電子限定かきおろし付
先生の背景の絵が特に好きです。
コントラスト、デザイン、文様がすばらしい。
ストーリーは、え?どういうこと?な展開が続き、徐々に明らかになっていく手腕がお見事です。おもしろい。
だんだんタイトルの意味がわかる仕組みがたまりません。
BLとしては、半分血がつながっていないとは言え血縁モノが苦手でして。
でもこの兄弟は幼い頃、お互いかけがえのない存在だったことは共感できました。
執着するのもわかります。
終わり方も、人外によくあるどちらかが人間ではありえない長寿でいずれ生き別れてしまう…というものでないのがよかったです。
弟の血が兄の心臓。物心ともに一心同体であると。
一連托生。赤い泥(弟の血)から咲く蓮の花のような2人。
同じ時間を生きられる。
それがあの微笑みなんですね。
事前情報無しのまっさらで読み始め…
途中までストーリーがよくわからないな?……と思いながら読んでいて。
えっ
…とわかった時の驚き。
全て読み終わった後、この作品が「孤独なモンスター」というお題の元での作品だったことを知る。
なるほど〜。
中華な舞台。
異母兄弟の跡目争い。
巻き込まれながらも当の兄弟の間には確かで豊かな兄弟愛。
何度も殺されかける愛人の子である幼い弟を慈しむ自分もまだ幼い兄と、そんな兄を慕う弟の健気な年月は、ついに弟の婚礼の日に決定的に壊れる。

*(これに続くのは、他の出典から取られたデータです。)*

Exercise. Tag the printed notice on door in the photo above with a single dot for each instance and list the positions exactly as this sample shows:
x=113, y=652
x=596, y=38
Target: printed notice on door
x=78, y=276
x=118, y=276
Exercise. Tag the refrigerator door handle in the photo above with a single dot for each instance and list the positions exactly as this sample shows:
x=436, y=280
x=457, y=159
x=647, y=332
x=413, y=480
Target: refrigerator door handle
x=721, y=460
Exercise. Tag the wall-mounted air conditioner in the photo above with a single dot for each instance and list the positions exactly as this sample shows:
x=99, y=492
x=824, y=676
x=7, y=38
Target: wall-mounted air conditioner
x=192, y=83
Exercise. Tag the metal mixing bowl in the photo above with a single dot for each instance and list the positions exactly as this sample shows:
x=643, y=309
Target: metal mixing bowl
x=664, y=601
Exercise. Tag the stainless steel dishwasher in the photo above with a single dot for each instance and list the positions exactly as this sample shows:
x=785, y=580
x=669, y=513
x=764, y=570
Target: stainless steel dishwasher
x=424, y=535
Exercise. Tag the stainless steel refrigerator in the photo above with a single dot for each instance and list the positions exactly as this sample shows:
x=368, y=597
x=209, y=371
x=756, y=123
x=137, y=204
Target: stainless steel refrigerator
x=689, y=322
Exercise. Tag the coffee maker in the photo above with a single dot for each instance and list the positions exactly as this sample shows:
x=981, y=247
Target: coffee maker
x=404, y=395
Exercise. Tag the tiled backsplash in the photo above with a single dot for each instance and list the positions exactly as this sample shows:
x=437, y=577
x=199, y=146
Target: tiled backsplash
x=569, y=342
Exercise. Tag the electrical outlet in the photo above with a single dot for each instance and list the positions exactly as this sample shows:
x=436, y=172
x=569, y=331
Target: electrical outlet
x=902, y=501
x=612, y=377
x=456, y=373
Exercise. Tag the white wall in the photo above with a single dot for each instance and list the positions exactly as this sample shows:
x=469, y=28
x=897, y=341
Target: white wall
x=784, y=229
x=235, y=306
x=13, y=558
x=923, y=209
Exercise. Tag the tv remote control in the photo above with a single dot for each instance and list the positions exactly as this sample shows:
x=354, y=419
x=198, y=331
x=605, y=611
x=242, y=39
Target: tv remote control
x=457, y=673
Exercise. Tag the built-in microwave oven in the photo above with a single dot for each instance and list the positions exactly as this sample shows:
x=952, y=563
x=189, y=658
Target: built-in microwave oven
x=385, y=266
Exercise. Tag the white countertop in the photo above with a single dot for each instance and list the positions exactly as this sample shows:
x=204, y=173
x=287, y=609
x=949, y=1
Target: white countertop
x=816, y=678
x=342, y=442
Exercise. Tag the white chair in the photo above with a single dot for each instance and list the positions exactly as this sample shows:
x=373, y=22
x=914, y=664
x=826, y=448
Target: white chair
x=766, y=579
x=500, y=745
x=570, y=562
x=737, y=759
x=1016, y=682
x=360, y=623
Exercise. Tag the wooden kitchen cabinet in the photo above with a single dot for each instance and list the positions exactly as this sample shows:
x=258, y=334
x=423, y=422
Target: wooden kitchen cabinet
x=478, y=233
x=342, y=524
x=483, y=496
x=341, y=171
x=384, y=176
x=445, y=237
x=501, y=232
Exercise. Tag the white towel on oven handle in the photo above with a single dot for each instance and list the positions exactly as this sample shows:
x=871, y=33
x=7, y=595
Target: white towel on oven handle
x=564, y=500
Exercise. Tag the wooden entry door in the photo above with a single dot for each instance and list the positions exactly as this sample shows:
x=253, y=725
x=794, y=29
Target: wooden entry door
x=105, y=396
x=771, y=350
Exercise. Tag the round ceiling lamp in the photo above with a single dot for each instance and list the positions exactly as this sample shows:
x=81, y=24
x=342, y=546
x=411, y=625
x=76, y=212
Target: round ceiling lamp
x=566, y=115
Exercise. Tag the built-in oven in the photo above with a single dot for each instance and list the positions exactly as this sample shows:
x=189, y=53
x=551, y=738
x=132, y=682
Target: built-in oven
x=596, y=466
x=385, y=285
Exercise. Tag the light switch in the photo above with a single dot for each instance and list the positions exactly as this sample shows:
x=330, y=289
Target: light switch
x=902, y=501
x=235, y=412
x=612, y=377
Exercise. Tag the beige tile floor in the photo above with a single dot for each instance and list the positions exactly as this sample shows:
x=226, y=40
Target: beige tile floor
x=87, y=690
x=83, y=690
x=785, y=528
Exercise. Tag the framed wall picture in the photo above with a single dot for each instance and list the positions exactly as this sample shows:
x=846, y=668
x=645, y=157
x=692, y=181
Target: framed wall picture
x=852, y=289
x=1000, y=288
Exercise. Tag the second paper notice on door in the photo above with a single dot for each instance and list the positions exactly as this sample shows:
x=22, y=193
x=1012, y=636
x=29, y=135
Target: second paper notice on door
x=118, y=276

そこからの奇妙な筋立ては、正にタイトル通りの「屍と花嫁」。
毒と死と血と殺意に満ちていながら、幼い時から続く暖かくて優しい愛情の方が印象に残り、このエンディングが正に永遠の愛に包まれた幸せであることにほっとする。
表紙買いです。圧巻でした。特に後半は泣く暇も無いほどの急展開で、息を呑んで読んでいました。リィ様が事実を知るまで演じていたヒョウカは本人とは全く似つかず、欲張りな雹華と欲を抑えているリィ様の対比が切なかったです。2人が同じものを望んでいたからこそ、こうなったのか...。雹華は苦手でしたが、この人がいないとこの作品は成り立たないし最後はスッキリする結末で読んで良かったです。残酷な兄弟愛ありがとうございました。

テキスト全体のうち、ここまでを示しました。